In episode 5, season 1 of Bonanza--that old favorite among 60's westerns--Samuel Clemens, aka Mark Twain, comes to Virginia City in advance of his later fame, and not withstanding the contrary record of history, accompanied by the ill fortune of being played by B movie legend Howard Duff.
Whenever I think of Howard Duff, I must save a moment aside to mention my old friend Mike and the stories he used to tell me about his ex-wife's hatred of Howard Duff. This was a hatred so extreme that it had actually become an obsession, such that she would make a particular point of watching any film in which Duff appeared (and watching it any number of times) so that she could hate him all the more intimately and in person, after a fashion.

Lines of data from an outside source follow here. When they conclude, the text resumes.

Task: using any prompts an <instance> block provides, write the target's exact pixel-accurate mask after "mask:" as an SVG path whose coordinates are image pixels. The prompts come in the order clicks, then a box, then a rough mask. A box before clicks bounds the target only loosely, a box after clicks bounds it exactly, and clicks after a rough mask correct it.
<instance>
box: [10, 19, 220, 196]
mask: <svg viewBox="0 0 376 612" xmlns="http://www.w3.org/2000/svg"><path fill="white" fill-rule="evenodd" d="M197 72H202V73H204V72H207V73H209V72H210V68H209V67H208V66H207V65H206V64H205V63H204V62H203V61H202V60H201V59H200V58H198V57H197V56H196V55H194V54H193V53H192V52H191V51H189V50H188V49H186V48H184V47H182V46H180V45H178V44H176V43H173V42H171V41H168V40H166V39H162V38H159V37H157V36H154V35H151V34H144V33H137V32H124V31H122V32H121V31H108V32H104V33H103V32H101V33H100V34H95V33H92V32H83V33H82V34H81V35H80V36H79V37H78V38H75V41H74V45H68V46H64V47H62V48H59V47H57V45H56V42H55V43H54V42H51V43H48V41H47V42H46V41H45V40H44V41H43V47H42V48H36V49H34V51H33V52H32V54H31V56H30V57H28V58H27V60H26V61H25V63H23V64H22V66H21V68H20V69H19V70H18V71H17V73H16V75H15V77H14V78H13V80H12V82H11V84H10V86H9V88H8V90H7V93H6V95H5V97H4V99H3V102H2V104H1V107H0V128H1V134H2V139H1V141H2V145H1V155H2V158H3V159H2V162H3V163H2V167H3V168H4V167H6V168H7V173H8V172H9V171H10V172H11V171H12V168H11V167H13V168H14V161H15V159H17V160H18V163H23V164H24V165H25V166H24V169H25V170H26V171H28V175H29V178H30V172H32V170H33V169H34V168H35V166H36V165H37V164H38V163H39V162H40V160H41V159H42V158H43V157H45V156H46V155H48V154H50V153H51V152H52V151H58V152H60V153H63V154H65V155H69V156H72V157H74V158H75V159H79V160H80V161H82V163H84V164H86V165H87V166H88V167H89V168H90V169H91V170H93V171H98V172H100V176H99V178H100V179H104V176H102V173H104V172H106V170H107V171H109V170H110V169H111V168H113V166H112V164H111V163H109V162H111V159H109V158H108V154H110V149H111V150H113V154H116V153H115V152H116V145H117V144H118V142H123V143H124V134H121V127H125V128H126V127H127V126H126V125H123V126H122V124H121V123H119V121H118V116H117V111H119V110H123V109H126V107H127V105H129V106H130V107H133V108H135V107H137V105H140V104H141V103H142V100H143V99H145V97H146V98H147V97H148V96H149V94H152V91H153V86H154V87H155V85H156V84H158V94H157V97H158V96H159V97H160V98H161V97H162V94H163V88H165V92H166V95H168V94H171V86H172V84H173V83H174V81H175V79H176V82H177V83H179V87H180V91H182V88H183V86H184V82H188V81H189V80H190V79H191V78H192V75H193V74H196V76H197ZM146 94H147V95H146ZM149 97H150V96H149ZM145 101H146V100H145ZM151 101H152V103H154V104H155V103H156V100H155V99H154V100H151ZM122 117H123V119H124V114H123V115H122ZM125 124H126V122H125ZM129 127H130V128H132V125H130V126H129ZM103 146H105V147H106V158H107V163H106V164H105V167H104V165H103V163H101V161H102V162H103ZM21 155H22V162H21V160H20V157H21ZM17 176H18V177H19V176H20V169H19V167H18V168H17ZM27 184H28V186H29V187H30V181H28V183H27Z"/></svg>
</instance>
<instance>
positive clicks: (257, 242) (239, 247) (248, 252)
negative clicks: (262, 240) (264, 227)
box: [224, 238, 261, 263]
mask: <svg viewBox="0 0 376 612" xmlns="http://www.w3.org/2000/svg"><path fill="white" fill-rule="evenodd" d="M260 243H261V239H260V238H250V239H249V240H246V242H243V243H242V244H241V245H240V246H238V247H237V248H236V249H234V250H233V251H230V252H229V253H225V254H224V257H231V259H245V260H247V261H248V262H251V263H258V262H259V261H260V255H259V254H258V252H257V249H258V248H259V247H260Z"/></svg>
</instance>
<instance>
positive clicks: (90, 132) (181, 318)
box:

'I hate that man', she would hiss at the television set. 'I hate him with all my heart!'
'Well then, why the hell are you watching the show?' Mike would retort. 'Just turn it off!'
'I can't," she would answer. 'I can't!'
Mike never did understand what was behind the abhorrence that Duff inspired in his wife. It was just something buried deep in the soul of the woman.
In any case, Clemens arrives in Virginia City, speaking, curiously enough, with a western twang rather than a southern drawl, gets beat up by Adam Cartwright, entangled with a saloon girl and runs afoul of a corrupt judge who means to make a land grab on the Cartwright ranch.
Whilst being shot at by a gang of the judge's henchmen, held off by the Cartwright's and their own trusty six-shooters, while he shelters behind a desk in the newspaper office, Clemens thinks to himself, 'Gee ... maybe I should become a serious writer. But I need a different name.'
So was born, in a hail of zinging bullets, the American legend, Mark Twain, the American legend, Mark Twain, an icon in American literature, and forever enshrined in the portrayal of the hated Howard Duff.